Podríamos
trazar vidas. Especular sobre lo que le sucederá a esa joven pareja que tenemos
delante de nosotros en el tren. Ella tiene un rostro dulce, colorete en las
mejillas, cuidadas líneas en las cejas y unas manos delicadas cuyo pulgar pasa
por la pantalla del móvil blanco. Él es un hipster áspero, los ojos hundidos en
las sombras. Se suena con un minúsculo papel arrugado y lo guarda en el hueco
de la mano izquierda. El pulgar de su derecha trastea en el móvil negro. En los
signos presentes está la causa de su futura separación. Ella al sonreír exhibe unos
dientes blancos, él responde con una sonrisa triste. No será lo que uno haga lo
que desagrade al otro, lo que les separará, sino los impulsos presentes, esa
parte que ahora desconocen o a la que no dan importancia lo que les será
difícil de soportar. Al subir al tren, se han sentado en asientos enfrentados,
sus rodillas han chocado. Ella se ha disculpado y ha querido cambiar. Él le ha
dicho, no importa, quédate ahí. Las arrugas de la chica crecen horizontales en
la frente, las de él ya hunden su entrecejo y a ambos lados cierran la boca.

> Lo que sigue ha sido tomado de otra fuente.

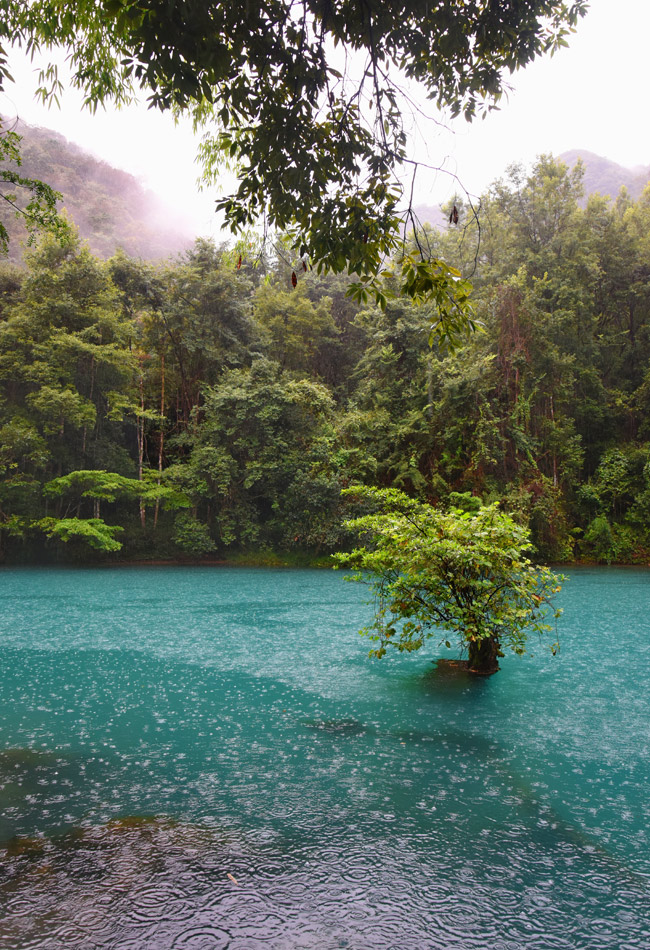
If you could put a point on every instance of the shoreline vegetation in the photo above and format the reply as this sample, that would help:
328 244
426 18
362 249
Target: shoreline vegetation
216 407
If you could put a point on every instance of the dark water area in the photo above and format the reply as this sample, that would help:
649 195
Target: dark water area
202 758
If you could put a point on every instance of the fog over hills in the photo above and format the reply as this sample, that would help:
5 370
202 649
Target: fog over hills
601 176
110 207
605 177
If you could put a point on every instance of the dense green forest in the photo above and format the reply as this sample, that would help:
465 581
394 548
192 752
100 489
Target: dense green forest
207 406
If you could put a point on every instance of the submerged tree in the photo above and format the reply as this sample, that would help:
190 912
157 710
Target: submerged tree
441 573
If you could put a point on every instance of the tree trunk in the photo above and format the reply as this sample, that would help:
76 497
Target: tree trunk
484 656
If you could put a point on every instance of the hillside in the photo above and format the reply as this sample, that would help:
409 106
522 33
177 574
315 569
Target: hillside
605 176
602 176
110 207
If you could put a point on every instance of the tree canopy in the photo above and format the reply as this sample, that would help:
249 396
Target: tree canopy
461 573
305 98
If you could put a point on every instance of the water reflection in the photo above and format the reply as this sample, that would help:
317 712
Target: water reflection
180 733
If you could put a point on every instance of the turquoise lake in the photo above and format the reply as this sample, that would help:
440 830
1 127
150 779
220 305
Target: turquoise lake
202 758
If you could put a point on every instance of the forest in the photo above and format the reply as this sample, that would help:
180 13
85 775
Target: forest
216 405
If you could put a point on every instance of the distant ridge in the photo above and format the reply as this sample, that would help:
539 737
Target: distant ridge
110 207
602 176
605 177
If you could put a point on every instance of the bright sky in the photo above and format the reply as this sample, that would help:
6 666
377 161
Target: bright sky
591 96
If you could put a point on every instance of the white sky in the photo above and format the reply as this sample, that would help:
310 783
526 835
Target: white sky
592 96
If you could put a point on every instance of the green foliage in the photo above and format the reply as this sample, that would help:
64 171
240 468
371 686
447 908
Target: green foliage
192 536
442 573
30 199
312 161
92 531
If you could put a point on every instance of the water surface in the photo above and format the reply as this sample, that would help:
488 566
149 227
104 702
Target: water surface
164 728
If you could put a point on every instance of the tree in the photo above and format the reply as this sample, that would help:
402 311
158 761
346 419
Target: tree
31 200
312 158
436 573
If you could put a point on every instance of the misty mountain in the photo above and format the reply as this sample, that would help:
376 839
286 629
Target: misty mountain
602 176
110 208
606 177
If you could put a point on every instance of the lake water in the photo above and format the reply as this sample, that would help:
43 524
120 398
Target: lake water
207 758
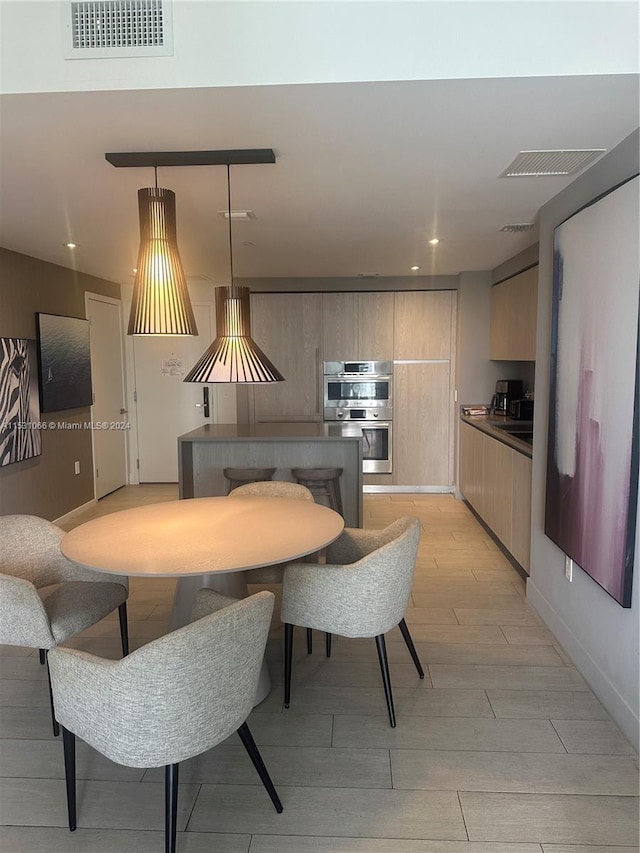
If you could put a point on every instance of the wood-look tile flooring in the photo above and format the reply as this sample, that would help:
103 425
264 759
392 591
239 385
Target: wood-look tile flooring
502 748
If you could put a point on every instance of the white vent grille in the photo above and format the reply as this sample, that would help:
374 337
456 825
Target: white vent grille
537 164
518 227
119 28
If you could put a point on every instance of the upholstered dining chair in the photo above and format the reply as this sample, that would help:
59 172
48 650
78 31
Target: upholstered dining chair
169 700
362 591
45 598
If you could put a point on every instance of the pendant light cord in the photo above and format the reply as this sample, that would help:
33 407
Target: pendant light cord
229 214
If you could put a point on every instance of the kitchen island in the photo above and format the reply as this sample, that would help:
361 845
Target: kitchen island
203 453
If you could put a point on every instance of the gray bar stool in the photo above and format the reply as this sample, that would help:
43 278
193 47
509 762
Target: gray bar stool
323 483
240 476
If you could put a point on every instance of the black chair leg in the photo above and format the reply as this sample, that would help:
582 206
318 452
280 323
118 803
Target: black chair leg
288 656
412 649
170 806
69 746
254 754
56 727
386 680
124 629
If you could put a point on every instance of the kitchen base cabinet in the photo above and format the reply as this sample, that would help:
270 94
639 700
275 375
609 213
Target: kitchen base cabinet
496 481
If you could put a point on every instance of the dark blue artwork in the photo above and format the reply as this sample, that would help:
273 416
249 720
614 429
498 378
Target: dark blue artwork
65 362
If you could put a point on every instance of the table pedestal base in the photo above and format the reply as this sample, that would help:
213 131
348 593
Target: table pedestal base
227 583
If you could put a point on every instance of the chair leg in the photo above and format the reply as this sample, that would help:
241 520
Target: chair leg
170 806
412 649
386 680
56 727
254 754
288 657
69 746
124 629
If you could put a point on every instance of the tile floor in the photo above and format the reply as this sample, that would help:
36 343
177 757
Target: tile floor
502 748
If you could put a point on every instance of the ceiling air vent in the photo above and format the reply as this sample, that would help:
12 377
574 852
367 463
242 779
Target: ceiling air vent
538 164
118 29
518 227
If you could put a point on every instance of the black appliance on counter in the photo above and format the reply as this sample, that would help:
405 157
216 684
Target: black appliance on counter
521 410
507 390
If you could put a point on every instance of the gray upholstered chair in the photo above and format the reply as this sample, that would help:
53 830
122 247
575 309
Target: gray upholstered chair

Ella lleva botas con herrajes. Él unas zapatillas de tenis. Él le habla en
catañol, ella responde es castellano. Por la forma en que se aproxima,
cariñosa, al levantarse para salir en la próxima estación, pegándose a su
cuerpo, está claro que será ella quien establezca las condiciones de la
separación. Será dando un portazo. Él camina levemente encorvado. Ella parece
dispuesta a entregarse del todo, pero no sabe aún que entregarse del todo es
terrorífico. Es la mejor manera de perderse a sí misma. De momento sonríen.
El día es
increíblemente corto. A las 17,30 ya se ha apagado. Un toldo que recorre en un
instante gamas de azules y grises entuba la ciudad.